Anyway, it seems to me that duplicative recoveries are a bad idea, but that that risk can be managed.  Suppose again that an act in country A causes a loss in country B. If the loss in country B has already been the subject of a lawsuit in country B, resulting in a judgment for the plaintiff, any damages recovered in country A should be reduced by the amount of damages recovered in country B.  I don't see why damages in country A should be zero, though, if for some reason country A awards more generous recoveries than country B (punitive damages, disgorgement).  Alternatively, if the lawsuit in country B resulted in a judgment for the defendant--or was never and will never be filed in country B, because the owner doesn't have or can't get a corresponding IP right there--that just means that the act didn't infringe in country B, but the sales themselves could still be foreseeable losses resulting from the infringement in country A.  This seems analogous to me to a "false conflict" in conflict of laws terminology.  On the other hand, what if the loss in country B is potentially remediable there but the first lawsuit is in country A?  Again, I'd say let country A award full damages, but I would hope that B wouldn't impose duplicative damages in some future lawsuit involving the same conduct in B. 

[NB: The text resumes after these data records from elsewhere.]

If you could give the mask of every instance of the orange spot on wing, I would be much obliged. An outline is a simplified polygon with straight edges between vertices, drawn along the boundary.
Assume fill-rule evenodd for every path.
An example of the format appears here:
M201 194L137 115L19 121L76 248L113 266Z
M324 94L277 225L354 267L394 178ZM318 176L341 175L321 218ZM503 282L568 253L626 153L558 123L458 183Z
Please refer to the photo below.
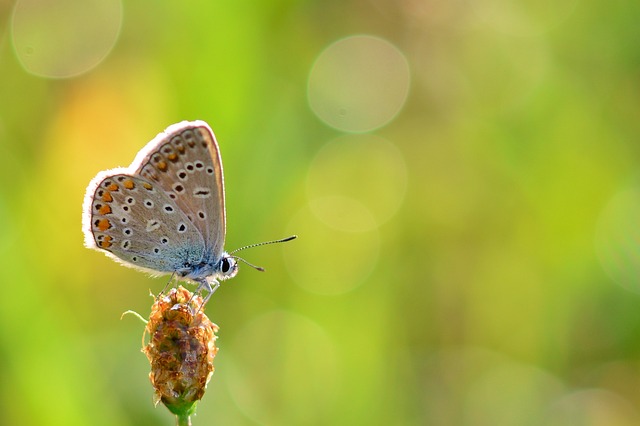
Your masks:
M113 238L111 238L109 235L105 235L104 239L102 241L100 241L100 243L98 243L100 245L100 247L102 248L109 248L113 245L113 243L111 242Z
M104 191L104 194L102 194L102 201L104 201L105 203L110 203L113 201L113 197L111 196L111 193L109 191Z
M167 162L166 161L160 160L160 161L158 161L158 164L156 164L156 167L161 172L166 172L169 166L167 166Z
M107 186L107 189L109 191L118 191L120 188L118 188L118 185L116 185L115 183L112 183L111 185Z
M111 222L109 222L109 219L100 219L98 221L98 229L99 230L104 232L109 228L111 228ZM105 238L107 238L107 237L105 237Z
M167 155L167 158L169 159L169 161L173 161L175 163L176 161L178 161L178 154L172 152L171 154Z
M98 213L100 213L101 215L110 214L111 207L105 204L104 206L100 207L100 210L98 210Z
M124 185L124 187L127 189L133 189L136 187L136 184L131 179L125 180L124 182L122 182L122 185Z
M151 191L153 189L153 186L150 183L147 183L147 182L143 183L142 186L147 191Z

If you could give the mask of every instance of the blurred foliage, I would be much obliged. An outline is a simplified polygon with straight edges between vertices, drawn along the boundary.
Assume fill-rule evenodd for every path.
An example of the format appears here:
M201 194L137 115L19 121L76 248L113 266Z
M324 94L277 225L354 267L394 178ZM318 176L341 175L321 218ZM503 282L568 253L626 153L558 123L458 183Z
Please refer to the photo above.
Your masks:
M243 252L267 272L207 306L195 425L638 424L639 21L593 0L0 2L0 423L172 424L120 320L167 278L84 248L81 208L98 171L202 119L227 248L300 238Z

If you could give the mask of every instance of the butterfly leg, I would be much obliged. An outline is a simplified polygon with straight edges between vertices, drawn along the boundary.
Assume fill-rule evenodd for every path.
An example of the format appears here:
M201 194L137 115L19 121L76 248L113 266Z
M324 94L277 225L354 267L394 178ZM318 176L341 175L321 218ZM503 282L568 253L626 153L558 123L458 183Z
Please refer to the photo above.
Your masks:
M202 278L200 280L197 280L196 282L198 283L198 288L196 288L196 291L193 292L194 295L196 293L201 293L203 290L207 292L207 295L202 301L202 305L200 305L200 309L202 309L202 307L206 305L211 298L211 295L215 293L218 287L220 287L220 282L213 278L211 279L211 282L209 282L206 278ZM193 299L193 296L191 296L191 299ZM191 299L189 299L189 302L191 302Z
M216 292L216 290L218 289L218 287L220 287L220 282L218 280L211 280L213 283L213 286L211 286L211 283L209 283L208 281L205 280L206 282L206 290L208 292L208 294L205 296L204 301L202 302L202 305L206 305L207 302L209 301L209 299L211 298L211 295L213 295L213 293Z
M165 284L165 286L162 289L162 291L160 293L158 293L158 295L156 296L156 300L158 300L160 298L160 296L162 296L164 294L164 292L167 291L167 288L169 287L169 284L171 284L171 282L173 281L173 278L175 277L175 275L176 275L175 272L173 274L171 274L171 276L169 277L169 281L167 281L167 283Z

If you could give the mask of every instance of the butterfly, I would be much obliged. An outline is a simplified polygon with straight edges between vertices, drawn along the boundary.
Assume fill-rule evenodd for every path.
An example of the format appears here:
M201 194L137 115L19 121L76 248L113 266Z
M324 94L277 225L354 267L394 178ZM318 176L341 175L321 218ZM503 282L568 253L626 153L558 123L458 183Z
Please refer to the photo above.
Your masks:
M169 126L126 168L98 173L87 186L82 229L85 246L125 266L172 274L198 284L206 303L220 281L234 277L233 253L281 240L224 251L224 176L220 149L204 121Z

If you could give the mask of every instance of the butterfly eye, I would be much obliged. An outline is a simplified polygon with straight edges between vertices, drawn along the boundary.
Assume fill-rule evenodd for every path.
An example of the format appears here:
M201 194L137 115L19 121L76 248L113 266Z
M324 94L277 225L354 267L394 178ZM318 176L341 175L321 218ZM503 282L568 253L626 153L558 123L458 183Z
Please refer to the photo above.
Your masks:
M223 274L226 274L227 272L229 272L229 270L231 269L231 261L229 260L228 257L225 257L222 259L222 265L220 269L222 269Z
M223 257L220 260L220 272L225 278L231 278L238 272L238 264L236 260L231 256Z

To put it another way, it seems to me that (within reason) country A should be able to decide for itself what sort of activity occurring within its own borders violates A's laws, and what the consequences should be.  If the conduct occurring in A causes the patentee to lose sales that would have been made in B, and A thinks those losses should be compensated in accordance with whatever rules A normally applies to remedy acts of infringement occurring within A, I don't see how that interferes with B's sovereignty.  What makes it seem like a potential interference is that the sales that occurred in B (displacing sales the patentee otherwise would have made) might infringe patent rights in B.  But that is fortuitous.  The only way A would be interfering with B would be if A penalized the infringement occurring in B as such, that is, if it were purporting to penalize conduct, in B, infringing a B-issued patent.  At least the traditional policies in favor of territoriality would counsel against A doing that.  But to the extent A is simply providing a remedy for misconduct occurring in A, I don't see a problem--unless B awards a remedy for the infringement of the patent in B that duplicates the remedy provided in A (e.g., they both award lost profits for the same lost sales in B; or A awards a lost royalty on the lost sales in B, while B awards disgorgement without reducing the award by the amount of the lost royalty). 

At bottom, awarding the full measure of damages implies no disrespect of other countries' laws.  Each country can decide as it sees fit how to remedy wrongful acts occurring within its borders. The only limitation would be to ensure that the same act doesn't get penalized twice.  So if country A awards the disgorgement of profits earned in country B, country B shouldn't award lost profits or disgorgement on top of that for the same acts.  But the interference with sovereignty issue as a red herring.  

I'd also note that proving the domestic act of infringement proximately caused the loss suffered in a foreign country is hardly a walk in the park--those consequences may well be too remote and unforeseeable in a given case.  Thus, I tend to view some of the concerns expressed  in, for example, the respondent's brief, as overblown.  (See, e.g., pp. 49-50, arguing that "Creating a prototype of any product in the United States would give rise to uncontrollable liability for downstream activities by unrelated foreign actors that occur entirely abroad."  I don't think that necessarily follows.)  Moreover, as the Yelderman brief suggests, in some cases moving production to a country where there are no corresponding IP rights could have been the domestic infringer's next-best available noninfringing alternative, thus potentially reducing the damages it owes to zero. 

Of course, I could still be wrong, and I'd welcome comments.